Lateef's original tunes express the range of his passions. "Koko's Tune," as the title suggests, is in the bebop vein, though gentled down somewhat from the lightning tempo of Charlie Parker's "Ko-Ko." But if the tempo is gentled, the intonation certainly isn't, going seamlessly from gutbucket blues growls to hard-edged modernity, spurred on by the driving complexity of Elvin Jones's drumming (Jones, Harris, and bassist Herman Wright make up the all-Detroit rhythm section).

"Water Pistol" is in much the same vein, with Jones demonstrating that he really is the new face of jazz drumming. He had been working steadily and had recorded widely since his 1955 arrival in New York.
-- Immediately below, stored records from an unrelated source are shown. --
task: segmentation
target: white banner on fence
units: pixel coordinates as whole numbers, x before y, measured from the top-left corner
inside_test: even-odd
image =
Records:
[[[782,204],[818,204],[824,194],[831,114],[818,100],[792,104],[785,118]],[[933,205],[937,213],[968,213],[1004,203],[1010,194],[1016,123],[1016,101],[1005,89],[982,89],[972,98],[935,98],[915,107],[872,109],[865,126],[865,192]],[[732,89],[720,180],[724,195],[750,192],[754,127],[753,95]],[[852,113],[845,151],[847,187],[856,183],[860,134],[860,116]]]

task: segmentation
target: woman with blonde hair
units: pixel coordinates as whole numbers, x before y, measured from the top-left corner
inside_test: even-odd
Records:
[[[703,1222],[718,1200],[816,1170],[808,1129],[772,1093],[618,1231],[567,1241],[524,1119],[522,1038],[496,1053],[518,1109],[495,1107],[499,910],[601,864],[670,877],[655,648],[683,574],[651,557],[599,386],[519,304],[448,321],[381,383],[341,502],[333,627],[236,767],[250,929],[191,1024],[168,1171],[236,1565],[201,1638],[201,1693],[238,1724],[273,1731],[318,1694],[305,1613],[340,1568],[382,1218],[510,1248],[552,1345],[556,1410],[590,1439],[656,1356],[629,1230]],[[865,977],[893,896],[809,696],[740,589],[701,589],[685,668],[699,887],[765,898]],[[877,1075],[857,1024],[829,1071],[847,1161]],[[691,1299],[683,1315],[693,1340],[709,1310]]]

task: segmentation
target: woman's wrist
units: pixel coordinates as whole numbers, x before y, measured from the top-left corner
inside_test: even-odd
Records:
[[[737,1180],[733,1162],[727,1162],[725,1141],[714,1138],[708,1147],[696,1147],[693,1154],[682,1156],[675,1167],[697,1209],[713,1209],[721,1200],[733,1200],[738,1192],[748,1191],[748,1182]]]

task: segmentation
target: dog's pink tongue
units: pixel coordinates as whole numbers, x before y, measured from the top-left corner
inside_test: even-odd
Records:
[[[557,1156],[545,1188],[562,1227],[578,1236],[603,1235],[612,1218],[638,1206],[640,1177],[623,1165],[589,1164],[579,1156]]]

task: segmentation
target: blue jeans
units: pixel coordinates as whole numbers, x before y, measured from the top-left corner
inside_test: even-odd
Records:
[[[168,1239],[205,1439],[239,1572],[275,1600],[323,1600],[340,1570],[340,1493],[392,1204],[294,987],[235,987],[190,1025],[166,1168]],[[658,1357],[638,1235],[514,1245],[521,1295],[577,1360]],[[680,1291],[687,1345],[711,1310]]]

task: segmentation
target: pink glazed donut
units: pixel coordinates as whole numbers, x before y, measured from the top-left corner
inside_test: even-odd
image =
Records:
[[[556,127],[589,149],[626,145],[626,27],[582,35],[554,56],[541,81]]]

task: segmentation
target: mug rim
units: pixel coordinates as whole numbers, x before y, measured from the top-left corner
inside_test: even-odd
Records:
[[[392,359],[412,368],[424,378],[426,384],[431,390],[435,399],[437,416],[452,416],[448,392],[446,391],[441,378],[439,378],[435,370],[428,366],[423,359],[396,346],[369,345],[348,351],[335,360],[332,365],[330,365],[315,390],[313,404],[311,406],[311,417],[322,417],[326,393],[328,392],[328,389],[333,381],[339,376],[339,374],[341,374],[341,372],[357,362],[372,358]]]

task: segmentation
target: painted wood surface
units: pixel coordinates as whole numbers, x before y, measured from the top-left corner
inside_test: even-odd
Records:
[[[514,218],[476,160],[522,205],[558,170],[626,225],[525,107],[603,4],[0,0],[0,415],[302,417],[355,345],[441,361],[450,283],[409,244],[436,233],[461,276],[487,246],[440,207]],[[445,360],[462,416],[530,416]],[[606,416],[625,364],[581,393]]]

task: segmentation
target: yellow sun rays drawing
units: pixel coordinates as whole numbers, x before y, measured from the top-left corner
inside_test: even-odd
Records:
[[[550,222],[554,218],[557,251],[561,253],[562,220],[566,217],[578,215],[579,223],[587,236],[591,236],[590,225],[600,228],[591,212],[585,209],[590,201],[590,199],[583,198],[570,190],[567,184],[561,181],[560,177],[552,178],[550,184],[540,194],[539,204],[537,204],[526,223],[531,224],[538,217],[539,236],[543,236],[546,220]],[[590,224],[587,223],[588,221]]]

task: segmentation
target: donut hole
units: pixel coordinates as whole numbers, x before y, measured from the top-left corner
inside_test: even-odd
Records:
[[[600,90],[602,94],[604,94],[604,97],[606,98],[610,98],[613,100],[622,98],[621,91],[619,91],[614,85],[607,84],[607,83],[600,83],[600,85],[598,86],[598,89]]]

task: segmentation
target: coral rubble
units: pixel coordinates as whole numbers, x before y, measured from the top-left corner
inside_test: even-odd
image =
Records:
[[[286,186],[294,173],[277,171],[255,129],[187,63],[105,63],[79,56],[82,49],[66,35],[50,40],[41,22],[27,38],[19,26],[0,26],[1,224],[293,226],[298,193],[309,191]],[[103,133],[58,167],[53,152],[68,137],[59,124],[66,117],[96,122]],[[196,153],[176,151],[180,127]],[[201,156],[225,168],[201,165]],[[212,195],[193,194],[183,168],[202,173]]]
He had recorded as a leader on albums for Atlantic and Riverside, and he had already joined John Coltrane's great quartet, with whom he had worked on several sessions, including the ones that made up his My Favorite Things. 


"P. Bouk" shows more of the Middle Eastern influence, and also includes an effective solo by Wright. And "Rasheed," with Lateef on oboe, shows him at full fusion strength, blending blues, bop, and the Middle East. 

Also blending Middle Eastern voicing with classic Western melody is his flute-led "I'll Remember April," the Gene dePaul-composed jazz standard that made its debut in an Abbott and Costello film. It was the 45 RPM single from the session, with "Blues for the Orient" on the flip side.

It's hard to choose a "Listen to One" from this superior session, in which every song has something particular to reommend it, from Lateef's command of the blues to blistering solos by Jones, but I'll go with "Rasheed," as perhaps being the most distinctively Lateefesque.

Esmond Edwards produced. The album was released on both New Jazz and Prestige, with "I'll Remember April" / "Blues for the Orient" as a Prestige single.